The authors would like to acknowledge the help and support of the following: Professor Jonathan Benger who chaired the HITS-NS Trial Steering Group and the independent members Alastair White and Mike Page. Professor Helen Snooks who chaired the HITS-NS Data Monitoring and Ethics Committee and the independent members Professor Peter Hutchinson, Dr Simon Gates and Dr Rod Mackenzie. All the staff in NEAS, NWAS, the Royal Victoria Infirmary Newcastle, James Cook University Hospital Middlesboro, the Royal Preston Hospital, HITS-NS 8 acute hospital trusts, Lancashire and South Cumbria, Durham and Tees Valley and Newcastle Tyne and Wear CLRNs, who helped in making this challenging study possible. Laura White, Tom Jenks and Thomas Stacey from the Trauma Audit and Research Network (TARN) for their expertise and support with data collection, coding and management. Antoinette Edwards from TARN for creating and developing the HITS-NS website. Joanne Hinde for assistance in report preparation and administration. Hannah Newcombe and members of Salford and Trafford Headway for developing the HITS-NS patient satisfaction questionnaire. Staff from the University of Manchester, Greater Manchester CLRN and the North Wales REC NW10 who assisted with research governance/study amendments.

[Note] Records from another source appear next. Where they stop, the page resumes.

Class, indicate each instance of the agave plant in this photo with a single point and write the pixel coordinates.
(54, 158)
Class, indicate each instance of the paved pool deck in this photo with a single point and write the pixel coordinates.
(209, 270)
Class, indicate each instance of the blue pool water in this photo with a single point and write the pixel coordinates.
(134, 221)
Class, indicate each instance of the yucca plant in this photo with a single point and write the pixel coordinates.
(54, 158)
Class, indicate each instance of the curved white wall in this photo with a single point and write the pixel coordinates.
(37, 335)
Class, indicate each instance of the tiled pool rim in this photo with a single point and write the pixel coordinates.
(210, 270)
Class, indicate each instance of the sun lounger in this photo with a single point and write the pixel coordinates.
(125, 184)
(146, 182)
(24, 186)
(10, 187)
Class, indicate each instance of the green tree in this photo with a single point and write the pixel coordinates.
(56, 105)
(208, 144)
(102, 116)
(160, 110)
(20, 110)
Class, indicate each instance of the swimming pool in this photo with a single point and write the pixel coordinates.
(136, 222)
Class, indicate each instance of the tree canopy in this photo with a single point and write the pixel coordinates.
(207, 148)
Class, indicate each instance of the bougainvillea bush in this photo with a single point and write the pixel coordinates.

Contributors FEL, SG, SM, TC, KM-J, AC, KH and GF are emergency physicians with expertise in prehospital/trauma research. FEL was HITS-NS lead applicant/chief investigator. FEL led in the conduct of the cluster randomised trial, chaired the Trial Management Group (TMG), wrote the HITS-NS report and paper. GF conducted a cost effectiveness analysis. GM and EP are paramedics who were employed full time during recruitment and coordinated HITS-NS in NEAS/NWAS (paramedic training, study role out, patient screening, identification, consent and data collection) supervised by WR the HITS-NS trial manager, SB and MP the ambulance service R&D leads, and KH and KM-J the ambulance service medical directors. AC and KH were Principle Investigators (PI) at two (Royal Preston, James Cook) of the three neuroscience centres, DH a neurosurgeon was PI at the Royal Victoria Infirmary in Newcastle. WR managed all aspects of HITS-NS, wrote interim HTA reports. NC, University of Sheffield medical student, studied the conduct of HITS-NS as his B Med Sci intercalation and took part in the TMG. JF is an experienced statistician who conducted the cluster randomisation, study analyses in the manuscript and interim analyses for the DMEC. All the aforementioned, along with JS the Yorkshire Ambulance Service R&D Director, took part in the TMG. The majority were coapplicants on the original 2008 application. HP a personal injury solicitor and secretary of Salford and Trafford Headway was an applicant and took part in the TSG—leading on patient and public involvement in the review of progress, information sheets and satisfaction questionnaires—and representing Headway. All authors have viewed and contributed to the writing of this report.
Funding The study was funded by the National Institute of Health Research Health TechnologyAssessment Programme HTA08/116/85. GF was also supported by an NIHR Doctoral Research Fellowship.
Competing interests None declared.
Patient consent Detail has been removed from this case description/these case descriptions to ensure anonymity. The editors and reviewers have seen the detailed information available and are satisfied that the information backs up the case the authors are making.
Ethics approval North Wales REC 10.
Provenance and peer review Not commissioned; externally peer reviewed.
Data sharing statement HITS-NS data are available upon request from the corresponding author.